Regulators announced the tests two months ago as part of an effort to determine how much assistance big banks might need to continue lending if the economic downturn worsens. The government is wrestling with how to bolster the lenders without appearing to prop up banks that are beyond repair.
The stress test deadline is the end of April, which is just a few weeks away. How that moment is handled will be a defining test of the Obama administration.
If regulators conclude that the banks are fine and dandy, and all of them have enough capital to survive a continuing economic contraction, then How the World Works will join the ranks of those predicting a repeat of Japan's lost decade of economic stagnation. The banks are not fine, or we wouldn't even be having this discussion.
If regulators decide that one or two or half a dozen are effectively insolvent, and require additional capital, but that capital is delivered without a significant "escalation" of conditions, then the political uproar that ensues will be every bit deserved.
Of course, there's a third possibility. A big bank, say, Citigroup, for example, is found to be in dire need of additional billions, and the Obama administration goes to Congress, cites its stress test findings, and says we need X amount of money to achieve Y kind of restructuring, and oh, by the way, CEO Vikram Pandit is out the door. You thought we were tough on G.M.?
That possibility is consistent with the public statements made so far by representatives of the Obama administration. It requires us to see the administration's handling of the auto industry as a model for how it intends to manage Wall Street, and not as a contradiction ot it. Does that make it a likely possibility? No one outside the administration can say for sure. Without doubt, there are plenty of reasons to think that the stress tests have been designed to be too mild. Certainly, the revelations about Summers also chip away at the Obama administration's credibility. And I think it's also probably true that Geithner and Obama don't want to have to take such steps -- which may put them at odds with a significant portion of the American public, which is lusting, with good reason, for a pound of flesh.

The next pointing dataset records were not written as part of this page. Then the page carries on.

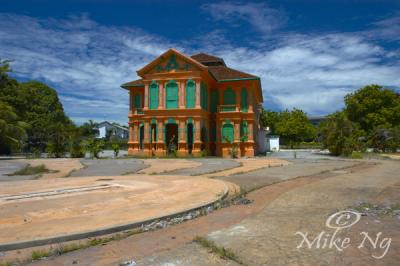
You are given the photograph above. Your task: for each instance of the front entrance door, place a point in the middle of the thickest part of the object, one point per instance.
(190, 137)
(171, 137)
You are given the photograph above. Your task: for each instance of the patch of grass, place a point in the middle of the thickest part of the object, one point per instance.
(38, 254)
(6, 263)
(32, 170)
(356, 155)
(220, 251)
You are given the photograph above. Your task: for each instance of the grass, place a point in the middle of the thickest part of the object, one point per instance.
(32, 170)
(38, 254)
(220, 251)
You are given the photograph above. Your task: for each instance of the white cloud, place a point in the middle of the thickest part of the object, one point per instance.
(258, 15)
(86, 62)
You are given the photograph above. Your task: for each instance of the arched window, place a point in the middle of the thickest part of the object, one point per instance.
(244, 132)
(190, 94)
(171, 99)
(137, 101)
(229, 99)
(203, 96)
(227, 133)
(153, 95)
(214, 100)
(243, 99)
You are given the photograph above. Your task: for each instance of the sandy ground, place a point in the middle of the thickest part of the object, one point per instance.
(62, 167)
(157, 166)
(71, 205)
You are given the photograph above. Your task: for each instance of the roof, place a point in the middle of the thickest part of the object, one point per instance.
(135, 83)
(165, 55)
(223, 73)
(208, 60)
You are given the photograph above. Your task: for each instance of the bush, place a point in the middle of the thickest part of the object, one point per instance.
(356, 155)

The point is, this is not some far-future speculation. The denouement is fast approaching. A little more than three months into its term, the administration is going to tell us directly what it thinks about the health of the nation's biggest banks. That doesn't strike me as that tardy a pace. But I do think it is the moment that we should be sharpening our knives for. And in the meantime, maybe we should take heart that economic policy hasn't been zigzagging all over the place without rhyme or reason, as was true during the administration immediately preceding.